Nach beendigter Auflösung des Braunsteins und wenn alles Chlor in das Gefäß getreten
ist, welches die flüssige schwefliche Säure enthält, versezt man leztere mit
salzsaurem Baryt, kocht sie, um die überschüssige schwefliche Säure zu verjagen,
filtrirt dann den gebildeten schwefelsauren Baryt ab, glüht und wiegt ihn. 145,8
schwefelsaurer Baryt entsprechen 10 Sauerstoff und 44,26 Chlor. Man weiß im Voraus,
wieviel schwefelsauren Baryt der Braunstein für sich allein geliefert hätte, und die
Differenz ergibt also denjenigen, welcher dem in der Metallauflösung gebliebenen
Chlor oder Sauerstoff entspricht.
Hr. Ebelmen führt folgende
Fälle an, wo sein Verfahren anwendbar ist:
1) Behandelt man nach der angegebenen Methode ein bestimmtes Gewicht eines Metalles,
welches wenig oder gar nicht von Salzsäure angegriffen wird, so ergibt sich
unmittelbar die Zusammensezung des gebildeten Chlorids oder des Oxyds, welches in
der überschüssigen Salzsäure aufgelöst geblieben ist.
2) Besonders gute Dienste leistet dieses Verfahren, wenn sich das Gewicht einer
Substanz, die man höher oxydiren will, nicht wohl mit Genauigkeit bestimmen läßt,
was z.B. bei allen Oxydationsstufen des Phosphors unter der Phosphorsäure der Fall
ist; diese lassen sich nun dadurch analysiren, daß man die durch das Chlor gebildete
Phosphorsäure und den Sauerstoff, welcher die höhere Oxydation bewirkte, bestimmt.
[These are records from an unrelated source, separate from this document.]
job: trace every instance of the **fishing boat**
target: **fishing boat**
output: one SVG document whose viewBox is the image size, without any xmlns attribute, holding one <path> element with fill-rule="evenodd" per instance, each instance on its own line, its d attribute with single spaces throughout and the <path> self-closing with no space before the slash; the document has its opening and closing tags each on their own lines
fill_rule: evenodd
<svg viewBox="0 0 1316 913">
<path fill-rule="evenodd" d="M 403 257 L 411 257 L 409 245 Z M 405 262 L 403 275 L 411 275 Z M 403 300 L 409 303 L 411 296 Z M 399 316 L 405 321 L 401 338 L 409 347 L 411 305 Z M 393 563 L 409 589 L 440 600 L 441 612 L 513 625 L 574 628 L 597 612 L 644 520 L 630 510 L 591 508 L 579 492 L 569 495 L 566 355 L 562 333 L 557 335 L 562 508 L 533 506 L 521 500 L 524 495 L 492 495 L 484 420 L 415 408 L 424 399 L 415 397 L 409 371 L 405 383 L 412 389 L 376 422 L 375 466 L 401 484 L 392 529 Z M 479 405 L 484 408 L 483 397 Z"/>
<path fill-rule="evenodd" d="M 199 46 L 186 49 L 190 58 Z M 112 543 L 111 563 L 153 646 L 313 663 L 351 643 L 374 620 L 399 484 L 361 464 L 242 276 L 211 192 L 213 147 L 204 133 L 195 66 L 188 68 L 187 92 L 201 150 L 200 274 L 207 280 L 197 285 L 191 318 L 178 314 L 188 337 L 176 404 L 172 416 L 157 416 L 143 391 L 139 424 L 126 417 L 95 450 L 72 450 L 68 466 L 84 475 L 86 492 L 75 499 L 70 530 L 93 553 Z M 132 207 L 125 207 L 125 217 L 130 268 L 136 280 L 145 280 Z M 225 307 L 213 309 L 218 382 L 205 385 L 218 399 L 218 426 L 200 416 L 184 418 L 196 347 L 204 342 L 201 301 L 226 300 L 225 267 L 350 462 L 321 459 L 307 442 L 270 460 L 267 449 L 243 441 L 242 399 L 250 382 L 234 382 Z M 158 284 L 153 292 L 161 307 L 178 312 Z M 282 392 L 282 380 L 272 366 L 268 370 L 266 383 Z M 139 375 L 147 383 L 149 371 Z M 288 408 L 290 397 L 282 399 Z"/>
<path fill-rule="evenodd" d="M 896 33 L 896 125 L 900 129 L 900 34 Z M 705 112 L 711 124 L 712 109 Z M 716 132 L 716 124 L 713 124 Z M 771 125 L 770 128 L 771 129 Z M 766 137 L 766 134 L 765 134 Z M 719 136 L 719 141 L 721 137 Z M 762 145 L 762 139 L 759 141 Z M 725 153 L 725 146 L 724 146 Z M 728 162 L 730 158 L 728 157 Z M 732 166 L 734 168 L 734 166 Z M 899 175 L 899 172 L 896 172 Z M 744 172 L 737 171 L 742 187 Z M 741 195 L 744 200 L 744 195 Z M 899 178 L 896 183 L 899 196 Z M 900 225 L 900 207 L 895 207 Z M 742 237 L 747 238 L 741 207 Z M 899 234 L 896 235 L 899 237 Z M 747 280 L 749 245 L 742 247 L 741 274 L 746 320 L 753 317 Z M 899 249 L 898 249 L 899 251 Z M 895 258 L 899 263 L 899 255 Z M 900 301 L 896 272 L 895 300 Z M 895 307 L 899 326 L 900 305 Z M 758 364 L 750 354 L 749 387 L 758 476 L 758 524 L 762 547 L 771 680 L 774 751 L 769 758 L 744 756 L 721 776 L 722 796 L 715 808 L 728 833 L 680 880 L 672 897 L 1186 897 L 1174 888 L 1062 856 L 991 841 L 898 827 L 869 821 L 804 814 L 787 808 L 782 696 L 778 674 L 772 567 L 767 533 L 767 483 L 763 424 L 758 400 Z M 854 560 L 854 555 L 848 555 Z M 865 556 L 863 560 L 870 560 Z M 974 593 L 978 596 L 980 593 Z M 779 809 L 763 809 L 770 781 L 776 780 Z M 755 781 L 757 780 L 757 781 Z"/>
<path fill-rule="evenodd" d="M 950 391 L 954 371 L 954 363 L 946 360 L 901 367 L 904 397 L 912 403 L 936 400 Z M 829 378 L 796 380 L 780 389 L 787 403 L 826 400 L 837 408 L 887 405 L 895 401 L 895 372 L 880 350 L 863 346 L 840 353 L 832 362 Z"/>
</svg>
Der schwefelsaure Baryt, woraus der Sauerstoff berechnet wird, wiegt 14 1/2 Mal
soviel als dieser.
3) Das Verhältniß des Eisenoxyduls zum Eisenoxyd läßt sich ebenfalls sehr leicht
bestimmen, indem man die Verbindung derselben mit überschüssigem Braunstein vermengt
und in Salzsäure auflöst. Dieses Verfahren ist natürlich auch anwendbar, wenn die
beiden Oxyde in einem Silicate vorkommen, welches in Salzsäure auflöslich ist.
Manche Mineralien, z.B. das Wolfram, worin das Eisen zum Theil als Oxydul und zum
Theil als Oxyd enthalten zu seyn scheint, werden von Salzsäure nicht angegriffen,
während sie sich leicht in Königswasser auflösen; auf diese ist das Verfahren also
ebenfalls anwendbar.
4) Endlich kann die Prüfung einer zusammengesezteren Verbindung nach diesem Verfahren
immer als Controle für eine Analyse dienen, wenn man nämlich weiß, welche Producte
die verschiedenen Körper bei der Behandlung mit einem aus Braunstem und Salzsäure
bestehenden Königswasser geben müssen. So wird sich der Schwefel immer in
Schwefelsäure, der Arsenik in Arseniksäure, das Eisen in Oxyd etc. verwandeln. Die
Summe der Sauerstoffmengen, welche alle diese Körper bei ihrer Oxydation aufnehmen,
muß der durch die Probe gefundenen Zahl sehr nahe kommen.